To determine who had been affected, researchers examined each skeleton for telltale signs of illness and estimated age at death. Leprosy can leave characteristic facial lesions along with damage to the hands and feet caused by secondary infections. Tuberculosis typically affects the bones associated with the lungs, including nearby joints.
The team also created detailed maps of cemeteries to identify potential divisions of status, such as graves located within churches or other religious structures. Each individual was represented according to the location of the grave, allowing investigators compare patterns between higher and lower status areas.
“There is documentation of individuals who were able to pay a fee to have a most privileged burial place“, explains Kelmelis. “In life, these people — benefactors, knights and clerics — were probably also able to use their wealth to ensure greater proximity to divinitylike having a pew closer to the front of the church.”
Bring your dead
Scientists have not found any general link between illness and status of burial. Only in the Ribe urban cemetery were there differences that correlated with health: about 1/3 of people buried in the lower status cemetery had tuberculosis, compared to 12% of people buried in the monastery or church.
As people with leprosy or tuberculosis were not excluded from higher status areas, the authors suggest this reflected different levels of exposure to tuberculosis, and no stigma.
However, all the cemeteries contained many tuberculosis patients — especially the urban cemetery at Drotten, where almost half of the graves were in high-status areas and 51% had tuberculosis.
The people who could afford prestigious burials They could also have paid for better living conditions, which helped them survive tuberculosis long enough for the disease to scar their bones.
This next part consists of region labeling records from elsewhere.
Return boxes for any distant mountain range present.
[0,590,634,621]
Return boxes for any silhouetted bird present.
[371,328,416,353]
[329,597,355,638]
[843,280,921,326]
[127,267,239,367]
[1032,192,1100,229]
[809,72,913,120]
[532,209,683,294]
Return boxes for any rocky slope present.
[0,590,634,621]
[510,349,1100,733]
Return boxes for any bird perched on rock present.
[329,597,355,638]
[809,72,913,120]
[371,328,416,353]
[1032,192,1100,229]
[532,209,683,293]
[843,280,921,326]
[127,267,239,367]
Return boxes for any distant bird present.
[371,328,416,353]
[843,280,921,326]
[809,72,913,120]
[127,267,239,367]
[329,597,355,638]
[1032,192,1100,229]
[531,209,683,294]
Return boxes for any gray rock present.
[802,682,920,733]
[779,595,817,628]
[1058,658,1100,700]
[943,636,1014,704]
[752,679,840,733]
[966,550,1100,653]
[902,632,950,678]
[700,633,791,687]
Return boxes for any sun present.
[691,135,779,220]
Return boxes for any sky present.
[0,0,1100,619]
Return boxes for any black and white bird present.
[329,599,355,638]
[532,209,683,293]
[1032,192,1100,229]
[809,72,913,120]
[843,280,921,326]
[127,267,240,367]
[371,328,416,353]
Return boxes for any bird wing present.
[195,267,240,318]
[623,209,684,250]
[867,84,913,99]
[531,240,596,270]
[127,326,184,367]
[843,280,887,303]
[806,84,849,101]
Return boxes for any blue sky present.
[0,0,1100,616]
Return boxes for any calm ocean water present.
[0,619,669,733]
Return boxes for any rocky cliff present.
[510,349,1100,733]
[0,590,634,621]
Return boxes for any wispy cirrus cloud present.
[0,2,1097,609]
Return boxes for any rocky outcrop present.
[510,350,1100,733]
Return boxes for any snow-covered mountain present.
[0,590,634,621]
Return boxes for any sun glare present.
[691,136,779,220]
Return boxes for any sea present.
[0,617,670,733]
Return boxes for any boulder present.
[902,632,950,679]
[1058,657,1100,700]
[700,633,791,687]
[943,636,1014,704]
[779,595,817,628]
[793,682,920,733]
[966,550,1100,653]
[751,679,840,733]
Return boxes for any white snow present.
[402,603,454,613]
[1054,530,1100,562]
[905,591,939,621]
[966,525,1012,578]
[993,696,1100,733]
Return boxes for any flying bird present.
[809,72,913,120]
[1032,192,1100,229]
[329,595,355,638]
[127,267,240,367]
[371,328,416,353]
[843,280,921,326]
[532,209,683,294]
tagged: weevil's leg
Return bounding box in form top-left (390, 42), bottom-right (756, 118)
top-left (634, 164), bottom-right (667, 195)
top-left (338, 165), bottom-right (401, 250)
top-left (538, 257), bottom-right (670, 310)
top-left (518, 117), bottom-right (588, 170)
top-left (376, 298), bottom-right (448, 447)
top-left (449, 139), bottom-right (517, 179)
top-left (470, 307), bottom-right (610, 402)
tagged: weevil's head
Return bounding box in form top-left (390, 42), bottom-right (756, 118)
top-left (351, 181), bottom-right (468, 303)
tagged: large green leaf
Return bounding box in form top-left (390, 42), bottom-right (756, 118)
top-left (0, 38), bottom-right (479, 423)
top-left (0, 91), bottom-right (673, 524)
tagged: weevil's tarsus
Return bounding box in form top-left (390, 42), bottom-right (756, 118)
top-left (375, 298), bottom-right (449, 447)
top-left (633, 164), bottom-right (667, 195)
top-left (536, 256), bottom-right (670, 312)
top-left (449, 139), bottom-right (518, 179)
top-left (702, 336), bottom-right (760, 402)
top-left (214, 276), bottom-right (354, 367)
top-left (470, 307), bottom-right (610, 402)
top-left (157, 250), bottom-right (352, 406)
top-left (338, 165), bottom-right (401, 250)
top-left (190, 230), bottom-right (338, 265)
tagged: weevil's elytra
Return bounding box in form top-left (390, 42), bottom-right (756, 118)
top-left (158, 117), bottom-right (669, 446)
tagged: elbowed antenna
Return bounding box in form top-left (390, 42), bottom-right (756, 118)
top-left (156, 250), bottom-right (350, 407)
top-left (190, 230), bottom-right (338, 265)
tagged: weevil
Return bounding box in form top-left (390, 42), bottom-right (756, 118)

These results suggest that medieval people were less likely to exclude the visibly sick from society than stereotypes indicate. However, the researchers caution that more excavations are needed to obtain a more complete picture of some cemeteries, and that their strict diagnostic criteria may not have identified all patients.
“The individuals may have been carrying the bacteria but died before it could manifest in the skeleton,” warned Kelmelis. “Unless we can include genomic methodswe may not know the full extent of how these diseases have affected communities in the past.”